Die Taliban sind noch nicht von ihrer ursprünglichen Forderung abgerückt, gegen die Freilassung der jungen Männer und Frauen acht ihrer gefangenen Gesinnungsgenossen auszutauschen. Doch Kabul ist bisher hart geblieben. Präsident Karsai fürchtet offensichtlich eine vollständige Erosion seiner Glaubwürdigkeit vor dem einheimischen Publikum, wenn er gegen die Befreiung von Ausländern Terroristen freilässt, während ein solcher Schritt gegenüber afghanischen Geiseln nie in Frage käme. Er müsste sich einmal mehr vorwerfen lassen, mit verschiedenen Ellen zu messen -und die eigenen Landsleute zu kurz kommen zu lassen.
Bisher hat Südkorea erfolglos versucht, Präsident Karsai zu Konzessionen zu bewegen. Beim Menschenhandel vom vergangenen März, als der italienische Journalist Daniele Marcogiacomo gegen fünf Topleute der Taliban eingetauscht wurde, hatte Premierminister Prodi neben Geldversprechen massives politisches Geschütz auffahren können. Er hatte gedroht, dass der Tod des Journalisten die öffentliche Meinung und das italienische Parlament provozieren könnte, einen Abzug der italienischen Truppen zu fordern. Ein ähnliches Pfand steht Südkorea nicht zur Verfügung, bilden doch die rund 200 Militärberater keine Kampftruppe. Auch der Flankenschutz der USA für Seoul wird trotz der engen Beziehungen mit Südkorea nicht ungeteilt gewährt werden, war es doch Washington gewesen, das sich im März gegen einen Gefangenentausch ausgesprochen hatte. Es fragt sich, ob die südkoreanischen Parlamentarier, die am Mittwoch nach Washington gereist sind, die Bush-Administration in ihrem Sinn zu beeinflussen vermögen.

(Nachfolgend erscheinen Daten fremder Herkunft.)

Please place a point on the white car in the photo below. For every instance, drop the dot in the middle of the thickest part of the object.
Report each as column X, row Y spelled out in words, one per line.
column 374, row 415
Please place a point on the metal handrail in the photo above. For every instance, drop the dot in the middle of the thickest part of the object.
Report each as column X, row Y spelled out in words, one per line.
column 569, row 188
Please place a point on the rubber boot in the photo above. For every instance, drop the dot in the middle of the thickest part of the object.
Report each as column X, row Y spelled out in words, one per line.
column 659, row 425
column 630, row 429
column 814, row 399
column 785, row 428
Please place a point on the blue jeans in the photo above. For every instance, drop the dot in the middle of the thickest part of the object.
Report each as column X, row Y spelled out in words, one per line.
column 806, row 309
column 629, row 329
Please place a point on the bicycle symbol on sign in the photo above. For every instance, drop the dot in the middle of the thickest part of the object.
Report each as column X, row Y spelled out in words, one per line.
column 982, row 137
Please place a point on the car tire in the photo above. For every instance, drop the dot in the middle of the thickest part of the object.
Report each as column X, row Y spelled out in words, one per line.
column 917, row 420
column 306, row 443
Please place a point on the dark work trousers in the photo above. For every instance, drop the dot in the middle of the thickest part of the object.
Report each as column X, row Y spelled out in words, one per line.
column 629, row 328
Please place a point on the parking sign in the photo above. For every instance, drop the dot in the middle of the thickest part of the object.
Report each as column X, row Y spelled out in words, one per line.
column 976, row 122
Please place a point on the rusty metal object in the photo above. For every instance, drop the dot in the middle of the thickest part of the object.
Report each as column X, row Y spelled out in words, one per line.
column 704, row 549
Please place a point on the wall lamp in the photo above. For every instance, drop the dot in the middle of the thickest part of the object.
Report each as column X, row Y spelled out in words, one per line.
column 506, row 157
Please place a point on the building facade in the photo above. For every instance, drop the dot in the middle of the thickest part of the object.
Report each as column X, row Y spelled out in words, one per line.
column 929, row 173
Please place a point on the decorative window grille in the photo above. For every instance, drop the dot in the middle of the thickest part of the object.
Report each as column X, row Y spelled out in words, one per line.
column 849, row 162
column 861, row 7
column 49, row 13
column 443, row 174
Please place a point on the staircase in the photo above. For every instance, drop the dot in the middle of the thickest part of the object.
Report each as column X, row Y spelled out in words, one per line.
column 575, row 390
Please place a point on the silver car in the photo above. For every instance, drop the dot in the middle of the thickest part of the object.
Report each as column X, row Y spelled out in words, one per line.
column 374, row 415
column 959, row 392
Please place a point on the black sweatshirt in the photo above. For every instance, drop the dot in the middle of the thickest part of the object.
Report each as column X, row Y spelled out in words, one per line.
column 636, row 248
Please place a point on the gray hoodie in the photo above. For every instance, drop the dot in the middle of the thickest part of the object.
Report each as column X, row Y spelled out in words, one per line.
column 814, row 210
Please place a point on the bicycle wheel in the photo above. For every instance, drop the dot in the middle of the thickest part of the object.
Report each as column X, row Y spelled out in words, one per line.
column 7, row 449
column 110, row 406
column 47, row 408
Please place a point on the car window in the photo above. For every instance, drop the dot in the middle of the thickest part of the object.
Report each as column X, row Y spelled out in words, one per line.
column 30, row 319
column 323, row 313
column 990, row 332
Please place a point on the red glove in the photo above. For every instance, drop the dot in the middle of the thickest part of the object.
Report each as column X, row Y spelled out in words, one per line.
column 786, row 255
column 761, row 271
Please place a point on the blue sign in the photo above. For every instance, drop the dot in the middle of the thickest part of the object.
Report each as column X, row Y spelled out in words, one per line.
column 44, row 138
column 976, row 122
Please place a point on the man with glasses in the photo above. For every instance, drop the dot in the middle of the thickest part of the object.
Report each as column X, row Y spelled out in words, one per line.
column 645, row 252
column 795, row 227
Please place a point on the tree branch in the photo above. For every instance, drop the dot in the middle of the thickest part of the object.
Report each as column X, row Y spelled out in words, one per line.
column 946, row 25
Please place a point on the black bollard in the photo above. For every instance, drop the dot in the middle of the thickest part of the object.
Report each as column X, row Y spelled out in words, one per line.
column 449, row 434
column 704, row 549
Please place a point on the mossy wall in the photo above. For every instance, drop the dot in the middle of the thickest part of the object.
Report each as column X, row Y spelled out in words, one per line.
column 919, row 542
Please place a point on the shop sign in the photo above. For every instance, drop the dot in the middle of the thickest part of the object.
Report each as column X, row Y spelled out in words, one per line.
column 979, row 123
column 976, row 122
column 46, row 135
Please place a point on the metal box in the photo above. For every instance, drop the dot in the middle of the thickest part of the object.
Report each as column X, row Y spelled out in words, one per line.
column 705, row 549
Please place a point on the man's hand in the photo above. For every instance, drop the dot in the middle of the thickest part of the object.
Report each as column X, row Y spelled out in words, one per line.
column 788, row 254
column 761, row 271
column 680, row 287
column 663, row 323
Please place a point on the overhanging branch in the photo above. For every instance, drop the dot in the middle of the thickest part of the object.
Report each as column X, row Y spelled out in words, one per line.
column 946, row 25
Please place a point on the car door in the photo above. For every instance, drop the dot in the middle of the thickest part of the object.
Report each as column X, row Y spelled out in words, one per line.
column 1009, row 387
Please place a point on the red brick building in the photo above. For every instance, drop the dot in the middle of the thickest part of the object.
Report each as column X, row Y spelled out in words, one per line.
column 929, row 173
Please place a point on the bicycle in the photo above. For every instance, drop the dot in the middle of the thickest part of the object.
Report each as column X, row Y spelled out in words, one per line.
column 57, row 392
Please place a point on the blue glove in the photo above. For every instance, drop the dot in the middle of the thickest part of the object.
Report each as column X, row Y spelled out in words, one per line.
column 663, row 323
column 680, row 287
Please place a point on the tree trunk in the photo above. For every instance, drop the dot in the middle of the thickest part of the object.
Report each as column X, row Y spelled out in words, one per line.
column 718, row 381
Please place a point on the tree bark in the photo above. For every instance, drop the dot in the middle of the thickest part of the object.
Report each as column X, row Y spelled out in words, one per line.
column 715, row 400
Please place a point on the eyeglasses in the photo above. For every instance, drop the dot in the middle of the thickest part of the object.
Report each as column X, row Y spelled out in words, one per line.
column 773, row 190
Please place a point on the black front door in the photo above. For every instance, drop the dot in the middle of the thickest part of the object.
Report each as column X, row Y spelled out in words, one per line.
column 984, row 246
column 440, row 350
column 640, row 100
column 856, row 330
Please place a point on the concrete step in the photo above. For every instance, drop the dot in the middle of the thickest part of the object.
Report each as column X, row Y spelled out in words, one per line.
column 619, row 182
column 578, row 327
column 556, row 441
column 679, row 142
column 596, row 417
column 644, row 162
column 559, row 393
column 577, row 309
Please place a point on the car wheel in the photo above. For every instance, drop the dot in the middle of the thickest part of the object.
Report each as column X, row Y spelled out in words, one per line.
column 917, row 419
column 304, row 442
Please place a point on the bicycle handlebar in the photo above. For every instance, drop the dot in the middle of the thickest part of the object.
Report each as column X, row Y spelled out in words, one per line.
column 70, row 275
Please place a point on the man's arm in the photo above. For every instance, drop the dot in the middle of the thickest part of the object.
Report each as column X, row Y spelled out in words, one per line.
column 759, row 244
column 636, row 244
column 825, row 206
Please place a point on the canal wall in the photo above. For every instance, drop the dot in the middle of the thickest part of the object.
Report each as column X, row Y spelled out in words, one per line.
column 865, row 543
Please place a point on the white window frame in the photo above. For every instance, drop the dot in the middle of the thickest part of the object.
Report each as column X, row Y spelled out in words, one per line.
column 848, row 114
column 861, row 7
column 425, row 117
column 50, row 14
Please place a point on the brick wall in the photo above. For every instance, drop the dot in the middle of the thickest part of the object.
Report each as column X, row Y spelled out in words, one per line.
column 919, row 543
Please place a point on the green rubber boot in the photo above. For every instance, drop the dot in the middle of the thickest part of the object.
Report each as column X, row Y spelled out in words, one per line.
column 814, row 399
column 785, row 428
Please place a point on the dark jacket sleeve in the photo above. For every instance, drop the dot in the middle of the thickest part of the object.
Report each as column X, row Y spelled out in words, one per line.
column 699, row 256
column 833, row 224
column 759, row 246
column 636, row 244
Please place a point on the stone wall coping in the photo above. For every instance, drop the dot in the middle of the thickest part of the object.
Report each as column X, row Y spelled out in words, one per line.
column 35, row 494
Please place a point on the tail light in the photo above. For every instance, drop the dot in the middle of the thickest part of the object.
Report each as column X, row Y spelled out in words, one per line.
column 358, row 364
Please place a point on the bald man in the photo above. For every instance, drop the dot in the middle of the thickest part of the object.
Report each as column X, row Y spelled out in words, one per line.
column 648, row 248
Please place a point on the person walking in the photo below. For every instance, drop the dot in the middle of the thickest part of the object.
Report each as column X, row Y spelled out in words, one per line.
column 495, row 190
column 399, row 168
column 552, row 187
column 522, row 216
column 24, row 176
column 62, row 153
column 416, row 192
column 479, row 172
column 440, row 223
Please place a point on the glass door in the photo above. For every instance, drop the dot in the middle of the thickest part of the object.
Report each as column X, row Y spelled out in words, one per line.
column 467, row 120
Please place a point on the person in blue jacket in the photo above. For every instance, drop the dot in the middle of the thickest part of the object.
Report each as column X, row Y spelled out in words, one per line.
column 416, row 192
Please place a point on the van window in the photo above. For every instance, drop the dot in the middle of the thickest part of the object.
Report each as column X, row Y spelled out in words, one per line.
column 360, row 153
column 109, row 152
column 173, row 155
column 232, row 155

Wie so oft in Afghanistan gibt es zweifellos auch die Möglichkeit, dass Geld schließlich über Ideologie triumphieren wird und dass sich die Taliban für die 21 Geiseln in bar statt in Form ihrer gefangenen Komplizen ausbezahlen lassen. Trotz der Beteuerungen aus westlichen Hauptstädten, einschließlich jener Deutschlands, dass man sich nicht erpressen lassen werde, ist es wahrscheinlich, dass bei geglückten Freilassungen in Irak und Afghanistan schließlich Geld geflossen ist, mit aktiver oder passiver Kenntnis der jeweiligen Regierungen. In Kabul wird gemunkelt, dass dies auch die Verhandlungen über die Freigabe des deutschen Ingenieurs verzögert. Dies war zumindest so lange der Fall gewesen, bis sich die Taliban, die an der Entführung zu Beginn nicht beteiligt waren, doch eingefädelt haben und die Geiselnehmer aus dem Paschtunen-Stamm unter Druck setzten. Das Video, das al-Dschasira ausgestrahlt hat, ist ein Beweis dafür. Darin "fleht" der 62-jährige Gefangene die Regierungen Deutschlands und der USA an, ihre Truppen abzuziehen. Die deutsche Regierung wies das Band als "Dokument der Einschüchterung" zurück.